Ik laat mijn hoofd zakken. Camille draait het dopje van het flesje er weer op en bijt op haar onderlip. Ik kan niet liegen. Maar wat zou ik verdomme moeten zeggen? Ik steek mijn hand uit en pak het flesje van haar aan en stop het weer in mijn binnenzak. Dan test ik de kracht van mijn benen. Ik voel dat mijn dijbenen sterk genoeg zijn en duw mezelf van de muur af. Ik merk dat zij me ondertussen nauwlettend in de gaten houdt.

‘Waar nu naartoe?’ vraag ik, haar blik ontwijkend.

‘Ik moet vanavond nog wat papierwerk doen thuis,’ zegt ze zachtjes.

‘Naar huis dan,’ zeg ik en ik gebaar haar voor te gaan.

Maar na een paar ongemakkelijke seconden staat ze nog steeds stil en ben ik gedwongen om haar aan te kijken om te zien wat er aan de hand is. De blik die ik had verwacht komt niet. Ze kijkt me aan, niet met interesse en ook niet op een nieuwsgierige manier. Ze kijkt naar me met mededogen. En ook al weet ik dat dat niet zo zou moeten zijn, is het wel troostend.
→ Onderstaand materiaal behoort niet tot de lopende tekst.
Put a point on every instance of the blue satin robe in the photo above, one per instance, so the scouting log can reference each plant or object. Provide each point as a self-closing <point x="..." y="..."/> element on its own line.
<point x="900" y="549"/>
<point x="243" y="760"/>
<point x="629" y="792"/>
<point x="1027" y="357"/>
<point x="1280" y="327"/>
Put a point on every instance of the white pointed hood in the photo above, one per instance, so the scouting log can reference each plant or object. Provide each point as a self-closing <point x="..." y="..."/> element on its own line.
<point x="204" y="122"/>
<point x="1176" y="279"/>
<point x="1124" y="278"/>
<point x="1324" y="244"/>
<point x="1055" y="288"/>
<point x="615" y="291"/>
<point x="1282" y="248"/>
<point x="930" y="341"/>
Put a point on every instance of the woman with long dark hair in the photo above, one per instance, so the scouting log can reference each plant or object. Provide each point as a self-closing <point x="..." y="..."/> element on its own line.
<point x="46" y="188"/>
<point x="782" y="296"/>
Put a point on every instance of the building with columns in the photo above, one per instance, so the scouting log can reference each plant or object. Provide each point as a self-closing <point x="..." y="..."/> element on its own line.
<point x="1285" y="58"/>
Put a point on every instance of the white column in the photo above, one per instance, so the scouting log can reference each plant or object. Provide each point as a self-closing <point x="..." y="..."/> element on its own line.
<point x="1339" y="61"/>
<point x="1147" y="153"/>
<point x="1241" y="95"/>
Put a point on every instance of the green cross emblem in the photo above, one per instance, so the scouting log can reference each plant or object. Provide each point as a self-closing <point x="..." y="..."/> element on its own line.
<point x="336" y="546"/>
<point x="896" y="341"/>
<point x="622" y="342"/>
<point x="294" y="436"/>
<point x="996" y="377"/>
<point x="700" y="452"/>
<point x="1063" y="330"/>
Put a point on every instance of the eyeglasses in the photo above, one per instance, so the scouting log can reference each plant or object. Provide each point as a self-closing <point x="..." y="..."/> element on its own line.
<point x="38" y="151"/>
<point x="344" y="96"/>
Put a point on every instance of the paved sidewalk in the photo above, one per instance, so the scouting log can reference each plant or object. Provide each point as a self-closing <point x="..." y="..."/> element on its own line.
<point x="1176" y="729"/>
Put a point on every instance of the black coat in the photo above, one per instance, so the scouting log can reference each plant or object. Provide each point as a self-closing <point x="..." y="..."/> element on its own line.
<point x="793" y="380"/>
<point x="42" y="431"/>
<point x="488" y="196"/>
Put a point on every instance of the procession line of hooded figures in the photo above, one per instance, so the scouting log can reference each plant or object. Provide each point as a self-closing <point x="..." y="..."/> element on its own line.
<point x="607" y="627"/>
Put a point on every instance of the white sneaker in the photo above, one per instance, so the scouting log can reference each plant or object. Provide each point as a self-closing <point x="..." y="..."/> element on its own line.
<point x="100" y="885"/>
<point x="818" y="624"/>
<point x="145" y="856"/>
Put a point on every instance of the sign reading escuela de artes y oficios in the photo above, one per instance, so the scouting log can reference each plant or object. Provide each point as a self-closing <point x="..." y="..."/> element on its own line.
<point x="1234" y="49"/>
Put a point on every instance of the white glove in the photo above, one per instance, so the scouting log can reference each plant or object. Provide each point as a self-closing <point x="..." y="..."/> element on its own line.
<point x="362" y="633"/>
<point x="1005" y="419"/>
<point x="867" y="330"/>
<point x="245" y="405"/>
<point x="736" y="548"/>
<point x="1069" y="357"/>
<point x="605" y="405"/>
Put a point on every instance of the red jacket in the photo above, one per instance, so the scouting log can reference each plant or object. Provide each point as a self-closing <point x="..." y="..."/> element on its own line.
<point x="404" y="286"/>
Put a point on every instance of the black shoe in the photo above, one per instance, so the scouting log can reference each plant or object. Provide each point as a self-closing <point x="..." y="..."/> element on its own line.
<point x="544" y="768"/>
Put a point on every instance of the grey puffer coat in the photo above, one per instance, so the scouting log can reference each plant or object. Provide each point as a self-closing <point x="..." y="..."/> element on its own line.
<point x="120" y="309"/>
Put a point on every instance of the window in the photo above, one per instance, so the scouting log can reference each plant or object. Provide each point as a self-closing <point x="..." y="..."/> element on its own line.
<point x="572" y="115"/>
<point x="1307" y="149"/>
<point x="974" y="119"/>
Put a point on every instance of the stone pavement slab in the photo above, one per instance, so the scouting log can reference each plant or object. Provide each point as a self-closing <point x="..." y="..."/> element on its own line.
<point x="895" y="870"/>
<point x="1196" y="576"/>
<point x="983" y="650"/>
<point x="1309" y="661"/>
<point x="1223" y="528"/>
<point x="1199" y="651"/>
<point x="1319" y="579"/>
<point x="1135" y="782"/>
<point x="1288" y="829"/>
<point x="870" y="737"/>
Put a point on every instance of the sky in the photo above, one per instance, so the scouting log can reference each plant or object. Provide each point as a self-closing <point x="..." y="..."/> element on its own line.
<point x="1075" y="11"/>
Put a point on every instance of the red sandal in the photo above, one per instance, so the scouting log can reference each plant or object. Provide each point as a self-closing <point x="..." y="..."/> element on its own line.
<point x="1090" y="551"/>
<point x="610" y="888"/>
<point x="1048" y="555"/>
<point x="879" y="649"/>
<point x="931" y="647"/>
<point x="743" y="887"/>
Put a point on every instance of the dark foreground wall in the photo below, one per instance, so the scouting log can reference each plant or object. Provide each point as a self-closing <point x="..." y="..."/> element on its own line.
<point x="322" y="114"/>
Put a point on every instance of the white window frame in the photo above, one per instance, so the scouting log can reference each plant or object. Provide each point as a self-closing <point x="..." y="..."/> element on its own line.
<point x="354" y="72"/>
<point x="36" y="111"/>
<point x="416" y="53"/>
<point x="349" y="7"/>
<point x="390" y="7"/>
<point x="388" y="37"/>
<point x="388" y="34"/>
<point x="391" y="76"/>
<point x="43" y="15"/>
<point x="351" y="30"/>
‘Je hoeft geen medelijden met me te hebben,’ zeg ik zachtjes. Onze ogen staren elkaar aan en geen van beiden verbreken we deze verbinding.

‘Waarom niet?’

‘Omdat ik het niet verdien.’ Ik merk dat ik het slachtoffer ben geworden van de intensiteit van die blauwe ogen van haar, die me naar binnen halen en die de geruststelling die ik niet verdien nog verder versterken.

‘Wat is er met je gebeurd?’ vraagt ze fluisterend.

‘Oorlog,’ zeg ik alleen maar en ik ben zelf verrast door mijn eenvoudige verklaring. Ik zie een blik van begrip op haar gave gezicht. Dan lukt het me uiteindelijk mijn ogen van haar af te halen, voordat ik nog meer ellende over haar uit zal storten.

‘Naar huis.’ Ik maak een zwaaiend gebaar met mijn armen en hoop dat ze dit keer wel zal volgen. En dat doet ze ook. Stil en bedachtzaam loopt ze langs me heen.

Camille Logan zal vandaag niet meer brutaal zijn. Ze zal nooit weten hoe dankbaar ik ben.

#

Terwijl ik achter Camille aan loop, de lobby van haar appartementengebouw in, ben ik nog steeds van slag. Mijn neus zit nog steeds vol van het geurtje. Ik druk op de knop van de lift en draai me om wanneer ik voetstappen hoor naderen. De conciërge houdt glimlachend een envelop omhoog. ‘Miss Logan, uw post.’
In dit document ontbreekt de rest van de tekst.